S’ils ne se mobilisent pas sur le pays de leurs parents, qu’en est-il du leur ?

40% des Marseillais n’ont pas voté aux dernières municipales. Parmi les 18-30 ans le pourcentage est explosif puisqu’il frôle les 60%. Ces jeunes sont un peu comme les travailleurs clandestins des arrières cuisines parisiennes : ils n’ont pas l’habitude qu’on leur demande leur avis. Ils ne se battent pas non plus pour en avoir un et le défendre.

Il y a quelque chose de culturel dans cette posture passive. Bien entendu, elle n’est pas aidée par le contexte politique qui ne leur ai pas spécialement favorable. Mais un fléau bien plus interne sévit.

J’ai été amenée à rencontrer des jeunes lycéens marseillais, majoritairement enfants, d’immigrés, et quand je leur demandais ce qu’ils voulaient faire de leurs vies, je n’ai eu que des réponses court-termistes : «La vente, la restauration, VTC ou posséder un bazar».

Pas de créativité, pas d’ambition, pas d’horizon.

On pourrait penser que c’est une question de moyens.
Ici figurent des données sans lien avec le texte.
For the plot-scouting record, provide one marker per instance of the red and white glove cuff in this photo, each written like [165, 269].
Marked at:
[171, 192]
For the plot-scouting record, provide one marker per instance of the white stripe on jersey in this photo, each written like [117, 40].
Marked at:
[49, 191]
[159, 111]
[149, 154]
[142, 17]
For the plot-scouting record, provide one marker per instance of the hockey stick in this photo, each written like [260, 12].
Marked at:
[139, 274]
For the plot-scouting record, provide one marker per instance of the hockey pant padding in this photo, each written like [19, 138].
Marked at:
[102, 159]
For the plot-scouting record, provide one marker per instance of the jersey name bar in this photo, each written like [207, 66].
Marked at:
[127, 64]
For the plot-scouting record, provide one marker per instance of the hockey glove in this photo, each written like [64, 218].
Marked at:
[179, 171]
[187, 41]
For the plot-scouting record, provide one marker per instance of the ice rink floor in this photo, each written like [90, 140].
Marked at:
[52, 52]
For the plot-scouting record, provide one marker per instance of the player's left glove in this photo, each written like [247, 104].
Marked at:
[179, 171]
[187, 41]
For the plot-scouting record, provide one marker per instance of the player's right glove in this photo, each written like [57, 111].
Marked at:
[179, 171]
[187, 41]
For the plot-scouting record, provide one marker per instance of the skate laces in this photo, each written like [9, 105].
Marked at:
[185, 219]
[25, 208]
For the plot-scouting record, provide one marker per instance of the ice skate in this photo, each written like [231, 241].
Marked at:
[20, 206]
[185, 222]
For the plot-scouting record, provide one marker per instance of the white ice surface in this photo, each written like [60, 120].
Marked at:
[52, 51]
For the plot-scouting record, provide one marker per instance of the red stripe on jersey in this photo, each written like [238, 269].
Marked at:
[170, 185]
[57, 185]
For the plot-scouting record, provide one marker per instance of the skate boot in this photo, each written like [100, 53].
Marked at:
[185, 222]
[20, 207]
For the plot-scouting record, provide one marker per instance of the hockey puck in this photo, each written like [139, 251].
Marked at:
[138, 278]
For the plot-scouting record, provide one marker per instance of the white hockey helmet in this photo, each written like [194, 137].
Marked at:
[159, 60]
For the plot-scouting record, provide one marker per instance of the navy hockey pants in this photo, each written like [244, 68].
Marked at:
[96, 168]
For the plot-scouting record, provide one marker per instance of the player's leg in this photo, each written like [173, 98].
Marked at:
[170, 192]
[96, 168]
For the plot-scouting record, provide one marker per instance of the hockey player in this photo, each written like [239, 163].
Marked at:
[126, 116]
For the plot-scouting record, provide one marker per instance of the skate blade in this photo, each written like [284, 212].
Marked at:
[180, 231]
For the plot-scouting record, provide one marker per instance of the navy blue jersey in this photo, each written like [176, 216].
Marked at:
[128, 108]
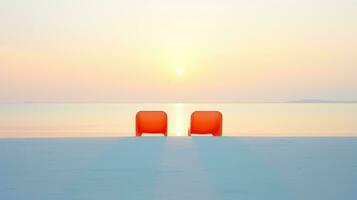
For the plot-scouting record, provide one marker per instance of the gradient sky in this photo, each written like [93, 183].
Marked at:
[129, 51]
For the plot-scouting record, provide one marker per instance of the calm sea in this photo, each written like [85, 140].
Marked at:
[104, 120]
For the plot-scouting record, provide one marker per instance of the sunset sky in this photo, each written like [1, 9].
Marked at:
[177, 51]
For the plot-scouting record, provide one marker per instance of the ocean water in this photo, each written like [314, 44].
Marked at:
[108, 120]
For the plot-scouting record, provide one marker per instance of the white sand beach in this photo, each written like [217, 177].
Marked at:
[178, 168]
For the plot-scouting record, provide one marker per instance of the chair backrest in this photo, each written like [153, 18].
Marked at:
[206, 122]
[151, 122]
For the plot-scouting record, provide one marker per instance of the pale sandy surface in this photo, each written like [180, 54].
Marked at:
[178, 168]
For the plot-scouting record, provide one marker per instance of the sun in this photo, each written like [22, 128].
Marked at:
[180, 71]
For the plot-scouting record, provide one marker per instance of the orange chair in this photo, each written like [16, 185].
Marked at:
[153, 122]
[206, 122]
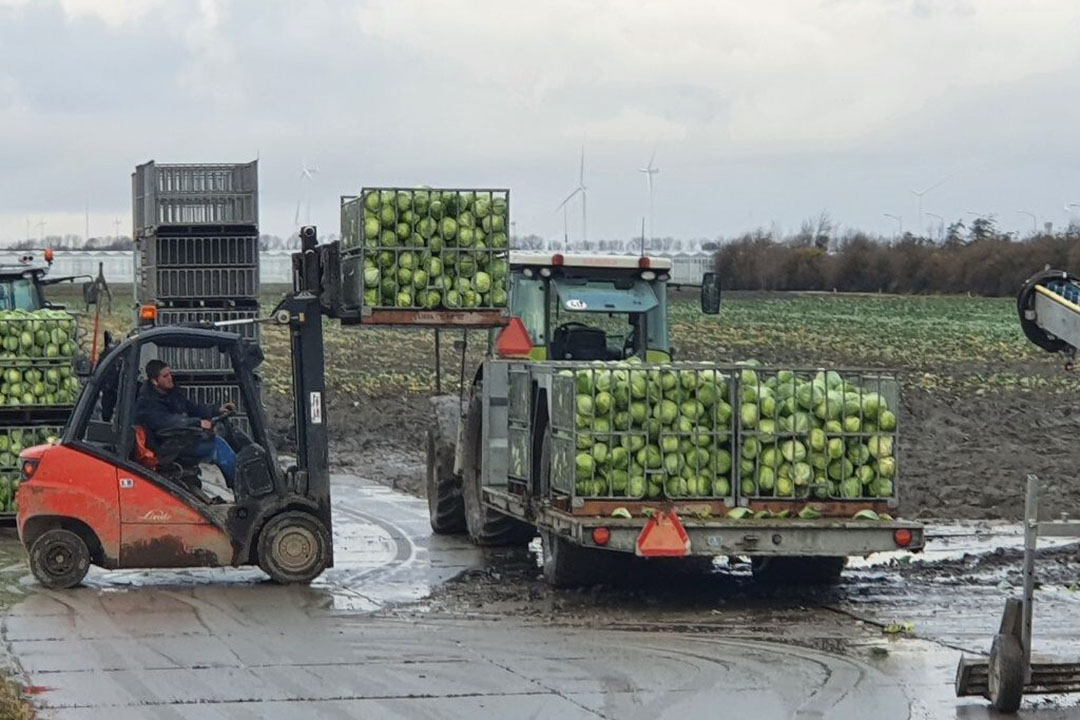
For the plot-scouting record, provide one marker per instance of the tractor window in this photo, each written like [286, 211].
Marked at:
[19, 294]
[527, 302]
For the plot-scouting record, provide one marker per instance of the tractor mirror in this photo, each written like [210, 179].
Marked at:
[710, 294]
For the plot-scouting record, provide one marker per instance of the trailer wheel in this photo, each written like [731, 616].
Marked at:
[486, 527]
[1006, 681]
[294, 547]
[798, 570]
[446, 507]
[59, 559]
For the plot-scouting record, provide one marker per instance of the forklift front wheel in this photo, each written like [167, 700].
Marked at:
[294, 547]
[59, 558]
[1006, 681]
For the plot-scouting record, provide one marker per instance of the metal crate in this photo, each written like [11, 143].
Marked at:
[165, 284]
[161, 250]
[640, 432]
[399, 254]
[214, 394]
[196, 360]
[817, 434]
[187, 316]
[194, 194]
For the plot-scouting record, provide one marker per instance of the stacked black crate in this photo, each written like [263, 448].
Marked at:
[197, 245]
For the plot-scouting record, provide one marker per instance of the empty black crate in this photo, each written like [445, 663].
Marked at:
[162, 250]
[165, 284]
[194, 194]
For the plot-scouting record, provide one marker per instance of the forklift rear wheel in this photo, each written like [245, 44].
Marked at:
[1006, 681]
[294, 547]
[59, 558]
[486, 527]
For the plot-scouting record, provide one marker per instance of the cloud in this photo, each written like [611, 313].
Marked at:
[765, 110]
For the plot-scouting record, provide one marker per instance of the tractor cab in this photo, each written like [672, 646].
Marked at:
[592, 307]
[133, 504]
[23, 282]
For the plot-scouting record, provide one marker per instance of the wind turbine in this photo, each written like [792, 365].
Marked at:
[919, 193]
[307, 175]
[649, 172]
[581, 189]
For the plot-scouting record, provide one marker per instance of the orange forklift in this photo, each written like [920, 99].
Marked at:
[98, 496]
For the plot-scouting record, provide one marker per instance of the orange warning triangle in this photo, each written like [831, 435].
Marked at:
[663, 535]
[513, 340]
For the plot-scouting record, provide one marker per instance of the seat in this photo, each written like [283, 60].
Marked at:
[144, 454]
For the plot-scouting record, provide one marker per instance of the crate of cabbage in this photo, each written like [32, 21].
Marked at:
[643, 432]
[742, 434]
[422, 256]
[48, 335]
[824, 434]
[12, 442]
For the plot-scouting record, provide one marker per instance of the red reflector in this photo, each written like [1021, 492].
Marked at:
[513, 340]
[663, 535]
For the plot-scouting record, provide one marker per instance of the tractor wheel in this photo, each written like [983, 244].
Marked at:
[1006, 681]
[59, 558]
[798, 570]
[294, 547]
[446, 507]
[486, 527]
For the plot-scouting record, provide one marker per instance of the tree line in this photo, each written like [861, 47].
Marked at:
[976, 259]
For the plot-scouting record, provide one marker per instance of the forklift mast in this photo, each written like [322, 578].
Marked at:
[313, 286]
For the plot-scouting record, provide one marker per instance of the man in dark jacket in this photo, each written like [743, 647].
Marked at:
[161, 405]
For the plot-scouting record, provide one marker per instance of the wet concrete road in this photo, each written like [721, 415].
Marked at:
[227, 644]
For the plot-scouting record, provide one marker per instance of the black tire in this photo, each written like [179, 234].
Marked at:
[567, 565]
[59, 558]
[798, 570]
[1006, 681]
[446, 507]
[294, 547]
[486, 527]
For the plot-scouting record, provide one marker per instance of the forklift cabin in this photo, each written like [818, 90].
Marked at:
[97, 497]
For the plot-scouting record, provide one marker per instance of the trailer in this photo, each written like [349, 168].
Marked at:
[520, 467]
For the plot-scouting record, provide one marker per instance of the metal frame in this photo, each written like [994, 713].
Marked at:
[973, 676]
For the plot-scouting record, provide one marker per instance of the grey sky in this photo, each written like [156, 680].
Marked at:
[760, 112]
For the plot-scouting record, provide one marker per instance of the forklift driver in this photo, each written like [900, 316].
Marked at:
[162, 406]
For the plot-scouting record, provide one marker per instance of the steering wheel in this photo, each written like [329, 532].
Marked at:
[181, 433]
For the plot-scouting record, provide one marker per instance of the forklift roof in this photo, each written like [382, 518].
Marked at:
[594, 296]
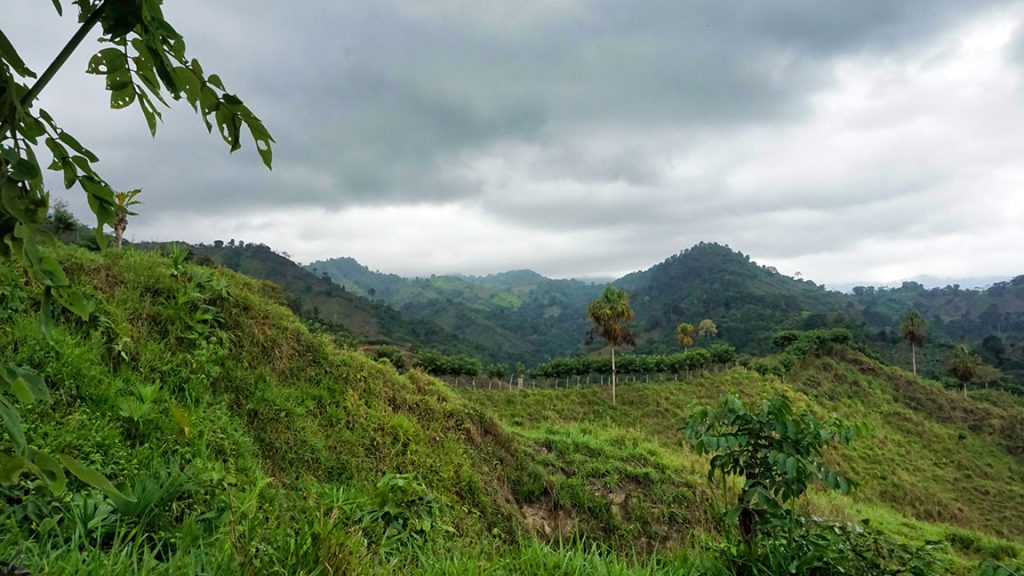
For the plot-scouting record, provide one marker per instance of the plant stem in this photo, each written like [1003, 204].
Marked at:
[60, 59]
Mais même au sein de l’Intelligentsia et des classes sociales plus favorisées, il y a quelque chose de l’ordre de la soumission et du fatalisme chez les Algériens d’origine.

Jeune fille, on m’a toujours fait comprendre que je devais être discrète, ne pas parler fort, ne pas me faire remarquer, avoir des bonnes notes mais ne pas s’en vanter, briller sans illuminer. Bien réussir mais éloigner l’œil.

Derrière ces injonctions parfois schizophrènes, il y a un désir d’intégration réussie mais surtout la soumission de la dernière génération de colonisés que constituent nos parents.

Notre dialecte n’est pas «une vraie langue», notre pays est « chaotique »…Pour mes oreilles d’enfant, «aarab» était un adjectif négatif trempé à toutes les sauces.

Quelque chose me dérange intellectuellement dans cette posture. Être à la fois nationaliste et hyper complexé ça marche pas. Et merci la crise identitaire. Il est temps de s’affranchir des pratiques d’autoflagellation.  Mes enfants j’aimerais leur dire que s’ils veulent, ils peuvent déplacer des montagnes. J’aimerais le dire à vos enfants aussi. Il faut que parents ET enfants fassent la paix avec leur identité. Les premières graines de confiance en soi se trouvent dans l’éducation.

Ils sont 150 000 électeurs potentiels ici à Marseille. De quoi déplacer plusieurs montagnes : la corruption, le clientélisme, la pauvreté.